WRTG 3030 Writing on Science and Society: Topics in Writing
About the Course:
As a future scientist, engineer, or researcher, you will be expected to write and speak clearly to people outside your field. The purpose of this course is to teach you techniques for writing analytical and argumentative essays, to develop critical thinking skills, and to examine ethical issues in science and to conduct oral presentations. To this end, the final project for this course is to create a document related to your field that can stand on its own in the real world. Students may pick a single Research Topic to pursue throughout the semester. All assignments can be related back to the Research Topic. Alternatively, students may pick a new topic for each assignment.
Understanding the genre characteristics of your discipline’s discourse community will help you to communicate on a deeper level within your field of study, allowing for more productive critical and creative/divergent thought–and potentially providing access to the spontaneous bursts of sudden insight that lead to innovation within a discourse community.
Through selected reading and writing assignments, students consider ethical and social ramifications of science policy and practice. Focuses on critical thinking, analytical writing, and oral presentation. Taught as a writing workshop, the course addresses communication with professional and non-technical audiences. May be repeated up to 6 total credit hours. Approved for GT-C03. Approved for arts and sciences core curriculum: written communication.
The course includes interactive workshops and analysis of visual rhetorics, including websites, podcasts, video clips, cartoons, and other visual media. Students will post comments on each other’s papers; I will assign groups with different roles for each student; these roles will shift each day.
In addition, technology allows us to analyze the visual rhetoric components of the course. In both large and small group settings, we may critique video streams, isolate individual frames for analysis, and integrate text within the visual media.
WRTG 3030 is designed to extend a student’s rhetorical knowledge by requiring the student to:
Use texts from rhetoric, discourse studies, communication, or related disciplines to extend understanding of rhetorical concepts to the discipline that is the focus of the course.
Develop sophisticated strategies for critical analysis of disciplinary or specialized discourse.
Learn more sophisticated ways to communicate knowledge to appropriate audiences.
Apply reflective strategies to the synthesis, communication, and creation of knowledge.
Extend a student’s experience in writing by requiring the student to: Hone recursive strategies for generating ideas, revising, editing, and proofreading for disciplinary or specialized discourse.
Critique one’s own and other’s work, including the work of professional writers and/or scholars.
Extend a student’s critical and creative thinking by requiring the student to:
Reflect on the implications and consequences of context.
Incorporate alternate, divergent or contradictory perspectives or ideas within one’s own position.

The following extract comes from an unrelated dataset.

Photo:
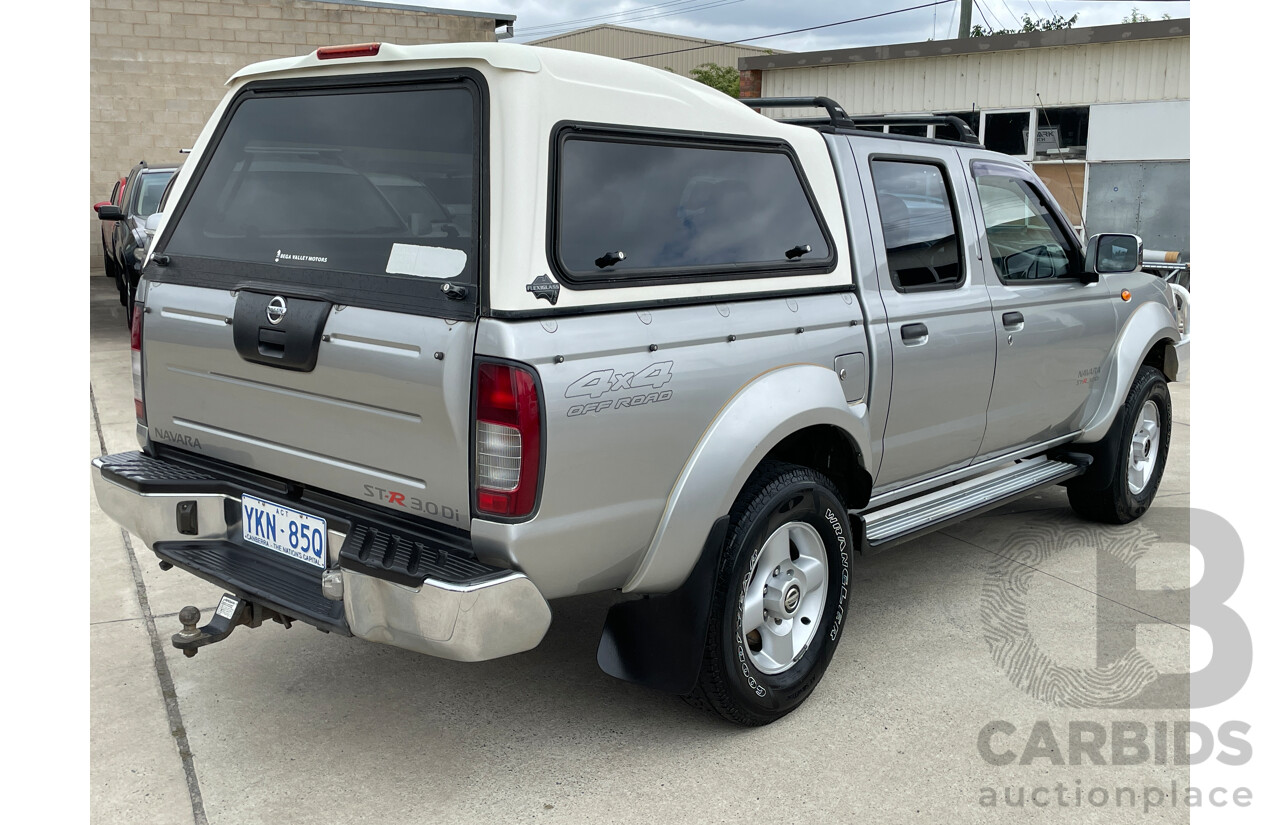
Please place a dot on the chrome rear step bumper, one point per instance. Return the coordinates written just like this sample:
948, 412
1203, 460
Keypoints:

Extend and complicate the consequences of the stated conclusion.
Teach a student how to use sources and evidence by requiring the student to:
Select, evaluate, and synthesize appropriate sources and evidence.
Use discipline-appropriate criteria to evaluate sources and evidence.

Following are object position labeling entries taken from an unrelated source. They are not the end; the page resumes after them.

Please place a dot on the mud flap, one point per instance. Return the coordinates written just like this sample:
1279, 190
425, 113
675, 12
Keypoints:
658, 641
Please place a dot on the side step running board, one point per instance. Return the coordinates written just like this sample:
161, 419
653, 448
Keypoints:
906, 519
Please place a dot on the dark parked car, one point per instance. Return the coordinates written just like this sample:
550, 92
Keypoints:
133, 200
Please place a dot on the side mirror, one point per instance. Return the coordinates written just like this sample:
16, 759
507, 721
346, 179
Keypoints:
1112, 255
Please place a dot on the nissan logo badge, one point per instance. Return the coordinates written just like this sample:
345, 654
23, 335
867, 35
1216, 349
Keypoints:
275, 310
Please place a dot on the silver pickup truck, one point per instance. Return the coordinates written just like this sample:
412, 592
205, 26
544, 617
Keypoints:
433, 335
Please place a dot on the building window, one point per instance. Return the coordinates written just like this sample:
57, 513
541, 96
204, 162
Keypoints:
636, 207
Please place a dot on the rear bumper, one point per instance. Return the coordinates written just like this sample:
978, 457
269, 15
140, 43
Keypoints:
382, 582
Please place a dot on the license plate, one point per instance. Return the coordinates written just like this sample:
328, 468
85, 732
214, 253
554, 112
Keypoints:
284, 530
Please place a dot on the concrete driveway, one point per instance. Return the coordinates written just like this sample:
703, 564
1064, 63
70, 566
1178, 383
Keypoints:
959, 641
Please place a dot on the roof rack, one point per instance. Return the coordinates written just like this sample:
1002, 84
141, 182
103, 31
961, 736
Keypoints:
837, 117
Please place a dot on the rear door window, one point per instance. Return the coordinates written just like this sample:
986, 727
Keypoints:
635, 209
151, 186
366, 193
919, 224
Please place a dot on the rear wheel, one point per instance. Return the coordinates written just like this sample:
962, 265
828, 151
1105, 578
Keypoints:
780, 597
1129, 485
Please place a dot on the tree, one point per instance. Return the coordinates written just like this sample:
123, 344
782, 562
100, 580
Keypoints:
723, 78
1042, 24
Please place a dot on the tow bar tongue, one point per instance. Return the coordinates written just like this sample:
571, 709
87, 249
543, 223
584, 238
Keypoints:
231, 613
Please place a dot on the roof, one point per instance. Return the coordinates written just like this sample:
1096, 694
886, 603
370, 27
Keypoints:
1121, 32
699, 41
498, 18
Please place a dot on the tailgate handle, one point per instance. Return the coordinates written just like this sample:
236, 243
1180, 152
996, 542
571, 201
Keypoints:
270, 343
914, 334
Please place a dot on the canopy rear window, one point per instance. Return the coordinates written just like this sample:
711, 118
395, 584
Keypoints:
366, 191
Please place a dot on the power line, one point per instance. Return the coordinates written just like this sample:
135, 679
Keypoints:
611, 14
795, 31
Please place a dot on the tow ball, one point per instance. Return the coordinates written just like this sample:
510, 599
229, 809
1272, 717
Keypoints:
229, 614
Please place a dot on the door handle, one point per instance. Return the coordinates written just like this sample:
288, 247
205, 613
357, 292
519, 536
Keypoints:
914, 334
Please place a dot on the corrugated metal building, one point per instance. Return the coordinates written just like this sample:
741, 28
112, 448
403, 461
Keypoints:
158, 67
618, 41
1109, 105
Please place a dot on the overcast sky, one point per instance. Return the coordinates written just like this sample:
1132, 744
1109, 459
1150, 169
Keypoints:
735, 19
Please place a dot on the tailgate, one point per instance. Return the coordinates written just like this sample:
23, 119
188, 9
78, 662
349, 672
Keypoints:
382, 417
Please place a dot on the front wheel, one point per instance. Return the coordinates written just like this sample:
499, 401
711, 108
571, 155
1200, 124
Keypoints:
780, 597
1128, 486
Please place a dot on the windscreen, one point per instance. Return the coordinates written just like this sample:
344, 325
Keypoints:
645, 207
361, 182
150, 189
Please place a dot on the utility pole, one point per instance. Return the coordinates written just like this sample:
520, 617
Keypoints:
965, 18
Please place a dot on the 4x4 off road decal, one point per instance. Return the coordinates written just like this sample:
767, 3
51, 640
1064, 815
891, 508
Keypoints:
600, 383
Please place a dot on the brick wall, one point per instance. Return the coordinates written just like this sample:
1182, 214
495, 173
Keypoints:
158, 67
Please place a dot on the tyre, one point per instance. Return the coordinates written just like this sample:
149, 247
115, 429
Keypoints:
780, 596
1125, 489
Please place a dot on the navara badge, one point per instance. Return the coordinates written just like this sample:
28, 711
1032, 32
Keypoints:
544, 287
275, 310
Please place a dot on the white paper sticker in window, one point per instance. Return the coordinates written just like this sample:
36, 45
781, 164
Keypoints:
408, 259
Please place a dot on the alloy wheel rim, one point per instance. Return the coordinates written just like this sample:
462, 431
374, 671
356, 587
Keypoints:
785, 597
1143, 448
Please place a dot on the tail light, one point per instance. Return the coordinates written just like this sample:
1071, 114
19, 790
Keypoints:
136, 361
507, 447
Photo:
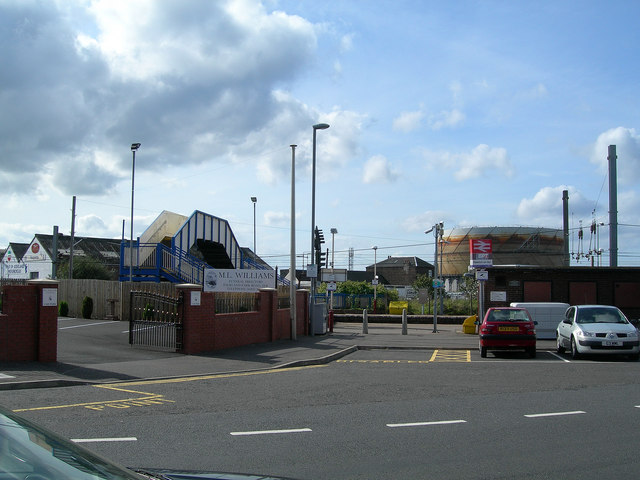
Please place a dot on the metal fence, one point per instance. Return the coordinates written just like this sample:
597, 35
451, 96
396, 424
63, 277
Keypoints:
156, 320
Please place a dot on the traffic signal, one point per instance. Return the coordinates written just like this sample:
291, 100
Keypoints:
318, 239
321, 259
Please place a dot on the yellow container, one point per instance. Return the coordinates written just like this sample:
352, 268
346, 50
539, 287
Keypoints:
469, 325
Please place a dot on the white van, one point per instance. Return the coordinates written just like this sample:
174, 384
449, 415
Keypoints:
547, 314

Extend a student’s application of composing conventions by requiring the student to:
Select and adapt genre conventions including structure, paragraphing, tone, mechanics, syntax, and style for disciplinary or specialized discourse.
Use specialized vocabulary, format, and documentation appropriately in more extensive or in-depth writing projects.
Course Prerequisites: N/A
By the end of the course you should be able to:
Exhibit a thorough understanding of audience, purpose, genre, and context that is responsive to the situation.
Create and develop ideas within the context of the situation and the assigned task(s).
Apply formal and informal conventions of writing, including organization, content, presentation, formatting, and stylistic choices, in particular forms and/or fieldsCritically read, evaluate, apply, and synthesize evidence and/or sources in support of a claim.
Follow an appropriate documentation system.
Demonstrate proficiency with conventions, including spellings, grammar, mechanics, and word choice appropriate to the writing task.